以广东揭阳的玉器生产专业村阳美村为例,从文化经济地理学视角解读本土产业发展中地方性的嵌入与重构。研究发现:本土产业在地方性多方要素的驱动与支撑下产生,在多重尺度政治经济过程作用与地方主体的响应下发展。地方性是本土产业产生并建立对外功能联系的初始条件,也是主体响应结构变动所做战略选择和地方营销的依托。在地方性嵌入产业发展的同时,生产、生活和宗教等地方活动被强化了与玉器生产相关的功能和意义,民居、街巷、宗祠等空间形制因传统功能被挤压而出现重塑。地方活动与景观的变化并未弱化地方意义,村民的地方依赖和依恋因本土产业提供了更好的发展机会与荣誉感而增强。

本文引用格式

杨槿 , 徐辰 , 朱竑 . 本土产业发展视角下的乡村地方性重构——基于阳美玉器产业的文化经济地理分析[J]. 地理科学, 2020 , 40(3) : 374 -382 . DOI: 10.13249/j.cnki.sgs.2020.03.005

Abstract

From the perspective of cultural economic geography, industry development and the transformation of place are interacted. As for local industry, its development is rooted in local social and cultural system. Meanwhile, it is connected to regional or global production networks. The interaction between place and structure plays a key role in local industry development, and it provides a proper approach to discuss the transformation of place from the perspective of cultural economic geography. Taking a village specialized in jadeware processing and trade, the Yangmei Village in Jieyang, Guangdong as an example, using the qualitative research methods such as non-participating observation and in-depth interviews, this article analyzes the interaction between the development of local industry and the reconstruction of place, especially how place is embedded in and reconstructed by the development of local industry.

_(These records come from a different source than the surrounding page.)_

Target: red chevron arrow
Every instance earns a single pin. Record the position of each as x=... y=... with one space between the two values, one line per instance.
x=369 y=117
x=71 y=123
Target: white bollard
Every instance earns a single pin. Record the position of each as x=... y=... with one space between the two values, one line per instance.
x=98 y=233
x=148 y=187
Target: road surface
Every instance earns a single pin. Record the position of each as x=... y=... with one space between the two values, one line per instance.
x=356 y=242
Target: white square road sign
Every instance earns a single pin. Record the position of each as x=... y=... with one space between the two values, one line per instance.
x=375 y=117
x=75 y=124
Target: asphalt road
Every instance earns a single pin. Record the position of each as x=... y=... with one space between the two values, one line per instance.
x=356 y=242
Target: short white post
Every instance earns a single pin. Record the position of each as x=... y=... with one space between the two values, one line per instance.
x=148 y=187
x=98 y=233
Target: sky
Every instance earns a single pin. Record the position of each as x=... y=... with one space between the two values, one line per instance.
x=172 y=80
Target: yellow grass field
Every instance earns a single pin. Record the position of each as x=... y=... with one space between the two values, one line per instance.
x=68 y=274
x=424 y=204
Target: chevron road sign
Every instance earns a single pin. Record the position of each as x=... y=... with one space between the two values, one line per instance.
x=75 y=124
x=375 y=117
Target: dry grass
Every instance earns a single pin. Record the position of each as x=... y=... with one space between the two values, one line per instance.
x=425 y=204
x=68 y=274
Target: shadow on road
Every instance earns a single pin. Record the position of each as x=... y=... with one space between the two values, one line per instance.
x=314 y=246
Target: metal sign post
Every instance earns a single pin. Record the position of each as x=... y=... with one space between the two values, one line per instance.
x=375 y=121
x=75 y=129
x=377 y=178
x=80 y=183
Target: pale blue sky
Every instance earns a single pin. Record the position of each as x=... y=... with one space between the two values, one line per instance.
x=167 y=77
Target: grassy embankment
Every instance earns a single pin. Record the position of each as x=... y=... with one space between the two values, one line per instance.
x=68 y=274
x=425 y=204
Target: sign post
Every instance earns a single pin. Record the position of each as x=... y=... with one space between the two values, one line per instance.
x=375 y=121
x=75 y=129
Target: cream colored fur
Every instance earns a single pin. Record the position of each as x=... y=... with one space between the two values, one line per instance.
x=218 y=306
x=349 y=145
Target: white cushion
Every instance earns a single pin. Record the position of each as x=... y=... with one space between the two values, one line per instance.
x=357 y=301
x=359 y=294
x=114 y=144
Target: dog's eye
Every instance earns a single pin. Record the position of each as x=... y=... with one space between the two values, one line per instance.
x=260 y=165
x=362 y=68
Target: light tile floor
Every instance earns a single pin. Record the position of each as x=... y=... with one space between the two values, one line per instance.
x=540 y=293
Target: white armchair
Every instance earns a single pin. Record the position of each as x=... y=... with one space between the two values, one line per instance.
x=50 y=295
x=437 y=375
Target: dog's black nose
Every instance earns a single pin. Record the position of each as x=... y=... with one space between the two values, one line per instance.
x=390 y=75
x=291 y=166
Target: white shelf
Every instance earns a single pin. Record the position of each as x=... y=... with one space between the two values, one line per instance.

Based on a research framework which focuses on the interaction among place, local actions and structure, the study finds that, local jadeware production has generated with the drive and help of different dimensions of local characteristics such as location and historic culture and grown with the changes of multi-scale political and economic patterns and the response of the local actors. In this process, placeness is the initial condition for local industry to come into being and establish external functional contact, and it is also the basis for the strategic choice and local marketing made by local subjects. But meanwhile, local practices such as production behavior of villagers, local social interaction and religious activities have been given the function and significance related to jadeware production. Changes in local activity have been reflected in the reconstruction of rural landscape such as the shape and structure of living space and traditional public space. This has also put impacts on the perception and identity of local villagers. The development of jadeware industry has provided local inhabitants with far more and better employment opportunities than ever before. Local villagers are satisfied with and proud of being in this place, which promotes their place dependence and attachment.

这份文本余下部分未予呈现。